I have always had a soft sport for fantasy (mostly the non-Tolkein ripoff type) à la Mervyn Peake’s Titus Groan (1946), Stephen Donaldson’s Lord Foul’s Bane (1977), Jeff VanderMeer’s Shriek: An Afterword (2006). Yes, as a kid I read tons of “standard fanasy” i.e. almost all those horrid Wheel of Time novels + Tad Williams’ Memory, Sorrow & Thorn sequence, etc. etc. And then I discovered SF and my reading parterns shifted drastically….
Over the past few months I’ve collected the two sequels to Titus Groan and a few Russell Hoban novels—my site name Joachim Boaz is partially derived from Hoban’s remarkable The Lion of Boaz-Jachin and Jachin-Boaz (1973).
I’m not sure if I’ll review these novels here but, I might read Peake’s Gormenghast (1950) soon.
1. Pilgermann, Russell Hoban (1983)
(Rowena’s cover for the 1984 edition)
From the inside flap: “Russell Hoban startled readers with RIDDLEY WALKER, a haunting portrayal of life in a post-Armageddon landscape. Now, in PILGERMANN, the scene shifts dramatically from imagined future to historical past, but the harrowing vision remains essentially unchanged… PILGERMANN is a meditation on history, loss and grief, a dark treatise on the mysterious nature of things narrated by a ‘microscopic chip in the vast circuitry in which are recorded all the variations and permutations thus far…’ REMARKABLE.”
2. The Worm Ouroboros, E. R. Eddison (1922)
(Keith Henderson’s cover for the 1967 edition)
From the inside flap: “When J. R. R. Tolkien’s “The Lord of the Rings” was published in America, reviewers immediately saw that there was only one book with which it could be legitimately compared: E. R. Eddison’s great adventure fantasy, The Worm Ouroboros. The first of three related but independent books by E. R. Eddison, The Worm Ouroboros is a novel of thundering adventure. Set on a far planet of spectacular beauty and peopled by lords and kings, mighty warriors and raven-haired women, Eddison’s sotry of great war for dominion rises to peaks of splendor and excitement. A novel which creates its own fantastic world, The Worm Ouroboros makes our present age seem pale by comparison and is considered one of the masterpieces of imaginative fiction.”
3. Gormenghast (Volume II of the “Gormemghast Trilogy”), Mervyn Peake (1950)
(Bob Pepper’s cover for the 1970 edition)
From the inside flap: “While in the army he began work on Titus Groan, the first book of the monumental ‘Gormenghast’ Trilogy. The first two volumes are set in an enormous crumbling castle, in which rituals are compulsively carried out by grotesque characters, grotesque in the way that Dickens’ characters are grotesque, in a way that has meaning and purpose […]”

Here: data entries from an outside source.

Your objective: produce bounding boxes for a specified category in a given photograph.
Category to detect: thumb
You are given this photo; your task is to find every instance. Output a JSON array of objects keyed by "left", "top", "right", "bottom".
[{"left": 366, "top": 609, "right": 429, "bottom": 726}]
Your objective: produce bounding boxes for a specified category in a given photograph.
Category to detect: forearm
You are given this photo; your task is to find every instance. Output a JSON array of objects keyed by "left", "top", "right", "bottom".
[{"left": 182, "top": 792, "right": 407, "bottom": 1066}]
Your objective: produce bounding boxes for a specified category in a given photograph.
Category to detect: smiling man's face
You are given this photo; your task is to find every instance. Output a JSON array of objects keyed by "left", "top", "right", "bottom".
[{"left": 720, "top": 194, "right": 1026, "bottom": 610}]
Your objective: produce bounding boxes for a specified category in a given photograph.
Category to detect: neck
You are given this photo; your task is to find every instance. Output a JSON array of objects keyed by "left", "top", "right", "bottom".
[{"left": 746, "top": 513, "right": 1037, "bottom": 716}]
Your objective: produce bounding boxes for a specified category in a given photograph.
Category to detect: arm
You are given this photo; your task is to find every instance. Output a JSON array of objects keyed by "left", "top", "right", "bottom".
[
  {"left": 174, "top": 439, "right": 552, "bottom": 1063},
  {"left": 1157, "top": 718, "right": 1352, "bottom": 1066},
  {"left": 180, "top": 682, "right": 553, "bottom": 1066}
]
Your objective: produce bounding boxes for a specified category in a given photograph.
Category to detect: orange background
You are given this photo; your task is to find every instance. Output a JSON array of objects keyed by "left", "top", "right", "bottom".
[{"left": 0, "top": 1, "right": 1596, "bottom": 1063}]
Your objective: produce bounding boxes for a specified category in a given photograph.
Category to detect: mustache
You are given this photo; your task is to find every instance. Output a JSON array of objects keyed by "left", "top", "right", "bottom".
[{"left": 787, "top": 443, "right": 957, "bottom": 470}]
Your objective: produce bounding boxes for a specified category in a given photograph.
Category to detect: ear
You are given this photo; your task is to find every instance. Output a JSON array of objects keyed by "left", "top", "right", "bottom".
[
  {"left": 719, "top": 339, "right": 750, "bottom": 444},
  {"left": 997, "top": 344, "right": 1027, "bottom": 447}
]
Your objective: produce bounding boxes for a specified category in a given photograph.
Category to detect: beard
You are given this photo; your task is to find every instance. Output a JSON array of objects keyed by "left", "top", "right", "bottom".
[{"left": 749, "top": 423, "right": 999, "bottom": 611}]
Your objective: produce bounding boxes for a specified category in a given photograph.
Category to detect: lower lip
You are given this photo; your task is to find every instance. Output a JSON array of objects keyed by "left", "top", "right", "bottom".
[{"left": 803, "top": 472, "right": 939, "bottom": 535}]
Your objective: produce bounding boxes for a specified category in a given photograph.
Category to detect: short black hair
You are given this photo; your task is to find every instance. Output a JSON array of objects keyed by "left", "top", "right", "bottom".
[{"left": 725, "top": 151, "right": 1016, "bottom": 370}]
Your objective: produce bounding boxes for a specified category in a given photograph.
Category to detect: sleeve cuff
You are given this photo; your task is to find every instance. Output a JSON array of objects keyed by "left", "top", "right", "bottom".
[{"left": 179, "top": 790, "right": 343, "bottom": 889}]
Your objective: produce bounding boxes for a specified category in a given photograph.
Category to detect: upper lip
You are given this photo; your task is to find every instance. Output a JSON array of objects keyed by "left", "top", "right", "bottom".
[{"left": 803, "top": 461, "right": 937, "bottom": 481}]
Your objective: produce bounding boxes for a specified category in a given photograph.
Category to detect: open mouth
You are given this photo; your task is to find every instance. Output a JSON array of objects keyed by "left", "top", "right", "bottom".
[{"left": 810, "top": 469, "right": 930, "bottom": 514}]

4. Titus Alone (Volume III of the “Gormenghast Trilogy”), Mervyn Peake (1959)
(Bob Pepper’s cover for the 1973 edition)
From the inside flap: “In which Titus turns against the iron discipline of Gormenghast’s ritual and sets forth on an uncertain quest…”
“That quest and its resolution form the substance of Titus Alone. Titus’s quest is for himself. His pilgrimage leads to encounters with mysteriously omnipotent, ruthless police; a battle to the death with Veil, a gaunt ogre with a body like whips and a face that moves ‘like shiftings of the gray slime of the pit'[…].”